The Equal Credit Opportunity Act
In 1974 Congress enacted the Equal Credit Opportunity Act (ECOA) as an addition to the Truth in Lending Act. Among other things, those who provide credit cannot deny you such credit solely on the basis of your race, religion, national origin, gender, marital status, or age. Also, no one can deny you credit simply because your income might come from public assistance benefits.
State Usury Laws
A law restricting the amount of interest that can be charged for credit is called a usury law. Some states set up different maximum rates for different types of consumer credit. Maximum rates on charge accounts and credit cards, for example, are often about 18 percent a year, or 1½ percent per month. Consumer finance agencies, in contrast, can often charge higher rates because their loans involve higher risks.
Women and Credit
Before the Equal Credit Opportunity Act of 1974, many creditors would not approve a married woman for credit unless her husband signed the application as well. Now, only joint applications require the signatures of both spouses.
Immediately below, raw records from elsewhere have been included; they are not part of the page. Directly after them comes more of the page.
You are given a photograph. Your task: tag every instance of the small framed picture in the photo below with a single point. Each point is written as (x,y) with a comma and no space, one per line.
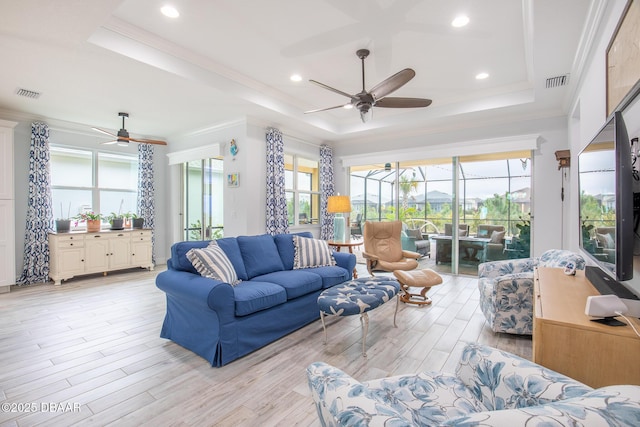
(233,180)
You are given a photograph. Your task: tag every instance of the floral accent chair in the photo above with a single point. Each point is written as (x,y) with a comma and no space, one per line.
(506,289)
(490,388)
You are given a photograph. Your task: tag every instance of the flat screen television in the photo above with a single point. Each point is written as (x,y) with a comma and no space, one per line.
(606,200)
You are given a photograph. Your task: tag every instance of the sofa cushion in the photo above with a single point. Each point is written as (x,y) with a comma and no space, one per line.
(230,247)
(287,250)
(311,253)
(296,283)
(213,263)
(252,296)
(260,255)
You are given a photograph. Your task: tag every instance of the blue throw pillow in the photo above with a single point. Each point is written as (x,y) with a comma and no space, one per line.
(260,255)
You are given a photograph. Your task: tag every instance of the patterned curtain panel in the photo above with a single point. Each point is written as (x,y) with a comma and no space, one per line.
(327,189)
(277,221)
(39,209)
(146,194)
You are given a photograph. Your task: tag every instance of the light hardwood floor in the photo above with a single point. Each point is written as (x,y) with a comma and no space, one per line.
(92,347)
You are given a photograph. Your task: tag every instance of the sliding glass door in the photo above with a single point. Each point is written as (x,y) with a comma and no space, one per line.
(203,199)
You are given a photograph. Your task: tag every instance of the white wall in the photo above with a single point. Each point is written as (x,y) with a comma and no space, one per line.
(588,115)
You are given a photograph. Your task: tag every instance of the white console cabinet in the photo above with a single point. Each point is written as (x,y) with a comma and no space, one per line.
(77,253)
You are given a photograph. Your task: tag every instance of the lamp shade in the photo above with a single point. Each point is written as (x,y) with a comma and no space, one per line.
(338,204)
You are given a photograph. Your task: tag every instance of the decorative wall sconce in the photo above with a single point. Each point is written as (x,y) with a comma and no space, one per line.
(564,158)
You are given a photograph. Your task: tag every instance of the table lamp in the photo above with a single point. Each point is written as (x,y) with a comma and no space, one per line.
(338,205)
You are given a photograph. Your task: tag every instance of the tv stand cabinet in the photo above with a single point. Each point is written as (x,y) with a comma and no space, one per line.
(567,341)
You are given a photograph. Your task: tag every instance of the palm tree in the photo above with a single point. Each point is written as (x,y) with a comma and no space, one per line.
(406,188)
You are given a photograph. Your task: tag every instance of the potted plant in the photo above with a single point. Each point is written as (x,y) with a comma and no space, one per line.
(63,225)
(116,221)
(137,222)
(128,219)
(93,220)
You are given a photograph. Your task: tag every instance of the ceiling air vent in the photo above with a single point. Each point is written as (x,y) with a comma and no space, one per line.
(28,93)
(557,81)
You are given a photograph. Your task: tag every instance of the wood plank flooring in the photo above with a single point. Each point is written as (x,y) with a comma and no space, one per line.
(89,353)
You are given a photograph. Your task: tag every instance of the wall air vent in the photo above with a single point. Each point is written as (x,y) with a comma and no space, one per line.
(28,93)
(557,81)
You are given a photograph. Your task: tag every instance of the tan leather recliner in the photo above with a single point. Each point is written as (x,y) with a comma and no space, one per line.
(383,247)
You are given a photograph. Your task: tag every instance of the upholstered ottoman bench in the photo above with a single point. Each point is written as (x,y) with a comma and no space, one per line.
(425,279)
(358,296)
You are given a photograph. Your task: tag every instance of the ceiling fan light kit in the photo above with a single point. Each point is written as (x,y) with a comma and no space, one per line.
(377,97)
(122,137)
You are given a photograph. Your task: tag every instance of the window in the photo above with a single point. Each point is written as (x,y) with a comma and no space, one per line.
(302,186)
(89,180)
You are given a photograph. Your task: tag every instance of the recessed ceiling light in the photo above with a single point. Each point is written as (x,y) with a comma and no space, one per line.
(460,21)
(169,11)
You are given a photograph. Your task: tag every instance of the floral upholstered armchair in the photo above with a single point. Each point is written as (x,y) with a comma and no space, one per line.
(506,289)
(489,388)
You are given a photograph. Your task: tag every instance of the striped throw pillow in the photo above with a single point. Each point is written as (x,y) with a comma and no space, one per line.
(213,263)
(311,253)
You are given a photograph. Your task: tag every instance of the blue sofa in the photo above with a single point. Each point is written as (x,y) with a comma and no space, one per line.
(221,322)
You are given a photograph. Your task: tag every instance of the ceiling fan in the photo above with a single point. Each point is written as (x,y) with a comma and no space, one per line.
(377,97)
(123,138)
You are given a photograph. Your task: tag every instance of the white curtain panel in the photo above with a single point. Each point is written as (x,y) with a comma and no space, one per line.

Personal bankruptcy should be used only as a last resort to relieve the financial burden of debt.
Economics & You Have you ever found yourself in the position of owing someone more than you were able to quickly pay back? What steps did you take to fix the situation? Read on to learn about personal bankruptcy.
Every day in the United States, thousands of families get into financial trouble because they have ignored the total costs of all their borrowing. They have too many credit cards, too many charge accounts, and own a home that has too large a mortgage. Just because someone offers you credit or allows you to borrow does not mean that you should accept. Buying on credit is a serious consumer activity.
If debtors take out too many loans, use too many credit cards, and pile up debts that they cannot pay off, they may have to file personal bankruptcy. When a bankruptcy is approved through a bankruptcy court, debtors must give up most of what they own, which is then distributed to their creditors. The Constitution authorizes Congress to establish bankruptcy laws. Certain debts, such as taxes, must continue to be paid, however.
Just because credit card companies make it easy to obtain credit does not mean that you should accept their offers. Relying too much on credit cards can result in major credit problems and even bankruptcy.
If you declare personal bankruptcy, be aware that the bankruptcy proceedings remain on your credit record for 10 years. During this period, it is very difficult to reestablish credit and borrow funds for items such as a new car or home. That is why choosing bankruptcy to get out of credit problems should be a last resort. Also, when you declare bankruptcy, you are making sure that your creditors will never be paid off (at least not in full) for what they loaned out.
In 2005, Congress passed extensive amendments to federal bankruptcy laws. It is now more difficult to avoid paying off student loans, for example.